In 8 days, it will have been one year since I leaned you died. I knew what had happened yet I didn’t at the same time. You were depressed and addicted to things you shouldn’t be for a long time. And there was nothing I could do about it.
I don’t remember how exactly we even met. Probably was through post secret. But we started talking and we clicked. You were the first person in a long time that I could be honest with about things I can’t even be honest to myself about. And though we lived hundreds of miles apart, you were always there. We had plans to meet up at some point. Actually, I was supposed to come up there to New York to you, but I didn’t have the money. You believed in me when I was going through EMT and medic school and thought there was no way in hell I could even begin to do any of this.

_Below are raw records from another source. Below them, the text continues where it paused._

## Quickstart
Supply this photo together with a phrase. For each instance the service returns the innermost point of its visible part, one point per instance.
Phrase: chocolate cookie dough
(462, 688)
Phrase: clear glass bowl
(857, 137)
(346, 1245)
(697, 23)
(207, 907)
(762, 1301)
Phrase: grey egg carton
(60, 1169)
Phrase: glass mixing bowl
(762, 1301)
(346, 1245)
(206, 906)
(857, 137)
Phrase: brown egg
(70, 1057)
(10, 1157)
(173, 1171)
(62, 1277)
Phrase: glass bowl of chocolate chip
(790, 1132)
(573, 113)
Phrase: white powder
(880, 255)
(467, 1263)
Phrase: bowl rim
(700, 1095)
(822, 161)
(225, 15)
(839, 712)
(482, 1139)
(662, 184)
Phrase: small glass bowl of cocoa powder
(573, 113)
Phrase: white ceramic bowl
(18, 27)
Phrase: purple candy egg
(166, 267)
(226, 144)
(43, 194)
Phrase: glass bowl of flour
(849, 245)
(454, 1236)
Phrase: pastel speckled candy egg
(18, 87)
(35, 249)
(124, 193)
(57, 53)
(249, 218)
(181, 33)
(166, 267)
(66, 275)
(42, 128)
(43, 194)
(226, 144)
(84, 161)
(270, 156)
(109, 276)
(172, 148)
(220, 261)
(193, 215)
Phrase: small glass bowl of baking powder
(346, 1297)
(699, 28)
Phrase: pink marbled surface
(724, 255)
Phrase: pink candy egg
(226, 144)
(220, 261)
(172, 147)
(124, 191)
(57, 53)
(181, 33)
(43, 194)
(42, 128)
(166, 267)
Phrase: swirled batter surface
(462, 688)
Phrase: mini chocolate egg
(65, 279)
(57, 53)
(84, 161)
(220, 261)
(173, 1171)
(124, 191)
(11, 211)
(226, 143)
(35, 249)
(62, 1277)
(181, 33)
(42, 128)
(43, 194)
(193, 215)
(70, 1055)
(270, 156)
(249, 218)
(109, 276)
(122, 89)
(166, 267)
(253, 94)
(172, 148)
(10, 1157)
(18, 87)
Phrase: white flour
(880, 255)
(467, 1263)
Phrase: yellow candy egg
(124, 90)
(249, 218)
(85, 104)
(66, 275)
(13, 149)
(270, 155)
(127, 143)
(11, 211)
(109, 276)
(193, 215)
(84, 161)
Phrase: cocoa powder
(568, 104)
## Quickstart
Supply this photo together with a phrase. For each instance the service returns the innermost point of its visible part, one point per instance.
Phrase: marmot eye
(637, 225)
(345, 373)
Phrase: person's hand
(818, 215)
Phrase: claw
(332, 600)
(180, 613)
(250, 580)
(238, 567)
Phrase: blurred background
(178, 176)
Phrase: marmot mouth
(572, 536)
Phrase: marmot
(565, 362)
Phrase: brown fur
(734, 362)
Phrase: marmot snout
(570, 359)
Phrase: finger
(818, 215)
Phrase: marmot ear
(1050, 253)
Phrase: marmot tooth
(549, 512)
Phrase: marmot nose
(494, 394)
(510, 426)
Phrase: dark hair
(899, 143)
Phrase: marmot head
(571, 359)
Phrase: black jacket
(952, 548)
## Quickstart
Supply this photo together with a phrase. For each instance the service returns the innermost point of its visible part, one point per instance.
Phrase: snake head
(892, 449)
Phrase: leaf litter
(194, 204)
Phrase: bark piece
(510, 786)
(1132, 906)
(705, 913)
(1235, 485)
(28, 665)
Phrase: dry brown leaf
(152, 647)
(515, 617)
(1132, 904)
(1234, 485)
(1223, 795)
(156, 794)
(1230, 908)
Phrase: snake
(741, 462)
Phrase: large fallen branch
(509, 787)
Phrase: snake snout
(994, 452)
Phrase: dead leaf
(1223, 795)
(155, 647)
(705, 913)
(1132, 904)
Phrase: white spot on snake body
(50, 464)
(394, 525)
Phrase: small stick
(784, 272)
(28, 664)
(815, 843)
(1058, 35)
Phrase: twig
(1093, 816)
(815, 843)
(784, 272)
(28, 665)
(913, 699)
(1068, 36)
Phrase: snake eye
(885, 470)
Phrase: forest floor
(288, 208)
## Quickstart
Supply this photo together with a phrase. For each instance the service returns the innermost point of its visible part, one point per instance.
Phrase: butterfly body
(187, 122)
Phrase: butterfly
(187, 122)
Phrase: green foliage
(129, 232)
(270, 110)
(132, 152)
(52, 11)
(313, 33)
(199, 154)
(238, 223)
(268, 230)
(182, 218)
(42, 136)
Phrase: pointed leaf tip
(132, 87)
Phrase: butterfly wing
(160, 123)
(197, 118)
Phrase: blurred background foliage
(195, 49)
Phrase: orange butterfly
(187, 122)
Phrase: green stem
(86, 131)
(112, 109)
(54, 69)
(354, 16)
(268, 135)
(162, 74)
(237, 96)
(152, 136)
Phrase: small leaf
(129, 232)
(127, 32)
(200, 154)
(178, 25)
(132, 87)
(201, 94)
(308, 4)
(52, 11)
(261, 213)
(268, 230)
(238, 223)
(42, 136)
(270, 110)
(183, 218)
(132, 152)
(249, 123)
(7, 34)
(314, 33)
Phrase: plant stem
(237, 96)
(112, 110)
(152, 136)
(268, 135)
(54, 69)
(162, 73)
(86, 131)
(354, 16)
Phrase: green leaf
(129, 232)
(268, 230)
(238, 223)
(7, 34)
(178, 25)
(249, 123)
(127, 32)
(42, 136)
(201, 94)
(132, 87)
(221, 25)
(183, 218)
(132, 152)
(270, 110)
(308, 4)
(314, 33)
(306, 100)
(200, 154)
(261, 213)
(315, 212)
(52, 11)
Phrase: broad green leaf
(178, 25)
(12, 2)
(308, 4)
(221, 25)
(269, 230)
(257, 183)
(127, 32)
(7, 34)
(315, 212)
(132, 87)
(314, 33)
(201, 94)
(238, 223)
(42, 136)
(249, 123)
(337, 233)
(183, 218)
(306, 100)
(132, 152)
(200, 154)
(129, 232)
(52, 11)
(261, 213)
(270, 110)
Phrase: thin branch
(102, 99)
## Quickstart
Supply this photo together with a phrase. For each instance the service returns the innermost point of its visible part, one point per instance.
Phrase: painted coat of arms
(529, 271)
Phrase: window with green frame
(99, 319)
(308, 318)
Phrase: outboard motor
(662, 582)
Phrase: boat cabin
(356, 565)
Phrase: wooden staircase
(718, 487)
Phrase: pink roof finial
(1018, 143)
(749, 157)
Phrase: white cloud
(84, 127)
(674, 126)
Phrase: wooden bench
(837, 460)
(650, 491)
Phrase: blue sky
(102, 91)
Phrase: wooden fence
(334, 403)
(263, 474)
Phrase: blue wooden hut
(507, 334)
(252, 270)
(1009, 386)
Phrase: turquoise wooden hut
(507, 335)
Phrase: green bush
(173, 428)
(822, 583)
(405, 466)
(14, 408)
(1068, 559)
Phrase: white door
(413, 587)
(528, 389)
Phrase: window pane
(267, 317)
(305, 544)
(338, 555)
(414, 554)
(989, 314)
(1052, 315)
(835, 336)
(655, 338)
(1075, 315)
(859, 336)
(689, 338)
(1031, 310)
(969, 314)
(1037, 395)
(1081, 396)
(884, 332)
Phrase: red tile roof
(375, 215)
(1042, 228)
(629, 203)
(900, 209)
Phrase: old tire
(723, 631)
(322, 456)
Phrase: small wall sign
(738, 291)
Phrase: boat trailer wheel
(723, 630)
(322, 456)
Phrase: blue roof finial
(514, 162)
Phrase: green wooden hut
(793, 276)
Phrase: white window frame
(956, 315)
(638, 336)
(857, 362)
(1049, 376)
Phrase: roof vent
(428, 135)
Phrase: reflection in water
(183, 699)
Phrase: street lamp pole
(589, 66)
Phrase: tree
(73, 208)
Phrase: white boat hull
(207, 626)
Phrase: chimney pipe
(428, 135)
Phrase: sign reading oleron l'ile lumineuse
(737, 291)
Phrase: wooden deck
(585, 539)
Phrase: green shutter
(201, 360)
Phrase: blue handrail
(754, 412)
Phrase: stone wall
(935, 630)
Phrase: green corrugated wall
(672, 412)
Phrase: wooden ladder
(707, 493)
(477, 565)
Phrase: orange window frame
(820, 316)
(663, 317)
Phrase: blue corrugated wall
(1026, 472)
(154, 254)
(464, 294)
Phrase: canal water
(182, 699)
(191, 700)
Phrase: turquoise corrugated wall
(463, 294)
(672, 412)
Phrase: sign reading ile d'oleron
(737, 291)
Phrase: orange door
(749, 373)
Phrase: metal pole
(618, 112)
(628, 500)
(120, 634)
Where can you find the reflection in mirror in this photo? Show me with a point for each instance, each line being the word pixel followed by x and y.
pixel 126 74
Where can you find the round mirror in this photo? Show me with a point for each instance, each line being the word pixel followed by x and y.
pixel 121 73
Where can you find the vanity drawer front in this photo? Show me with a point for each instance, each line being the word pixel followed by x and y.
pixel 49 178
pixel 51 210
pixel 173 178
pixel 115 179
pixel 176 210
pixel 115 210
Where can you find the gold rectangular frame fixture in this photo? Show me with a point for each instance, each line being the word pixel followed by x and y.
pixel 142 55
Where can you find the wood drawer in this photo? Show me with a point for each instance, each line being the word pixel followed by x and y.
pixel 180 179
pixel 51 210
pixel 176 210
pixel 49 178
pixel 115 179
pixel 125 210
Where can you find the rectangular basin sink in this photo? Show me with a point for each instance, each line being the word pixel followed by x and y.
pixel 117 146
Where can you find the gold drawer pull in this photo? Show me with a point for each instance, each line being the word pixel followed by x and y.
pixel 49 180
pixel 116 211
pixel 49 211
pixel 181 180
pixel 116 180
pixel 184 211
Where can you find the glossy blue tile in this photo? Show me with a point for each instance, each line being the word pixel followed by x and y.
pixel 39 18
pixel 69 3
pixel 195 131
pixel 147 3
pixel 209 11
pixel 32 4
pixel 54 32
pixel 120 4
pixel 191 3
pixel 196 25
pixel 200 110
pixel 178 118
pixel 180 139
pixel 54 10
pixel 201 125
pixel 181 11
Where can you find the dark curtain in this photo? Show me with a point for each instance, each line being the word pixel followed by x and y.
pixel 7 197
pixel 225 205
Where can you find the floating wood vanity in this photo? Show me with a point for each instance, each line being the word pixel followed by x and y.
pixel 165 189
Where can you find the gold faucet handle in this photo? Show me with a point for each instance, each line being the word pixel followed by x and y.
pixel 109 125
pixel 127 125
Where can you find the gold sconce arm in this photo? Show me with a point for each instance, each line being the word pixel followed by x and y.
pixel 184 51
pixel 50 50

But now I’m a medic and you’re dead. I still don’t know if it was an accident or on purpose. I’ll probably never know. I’ll have to find some way to live with the unknown while putting on a brave face. I’ll have to cope.
But for tonight, I’ll finish this bottle of wine and go to sleep with lyrics such as these going through my head:
“I’ve got so many things to say with a broken heart and a straight face, I’m saying, “brother, help me”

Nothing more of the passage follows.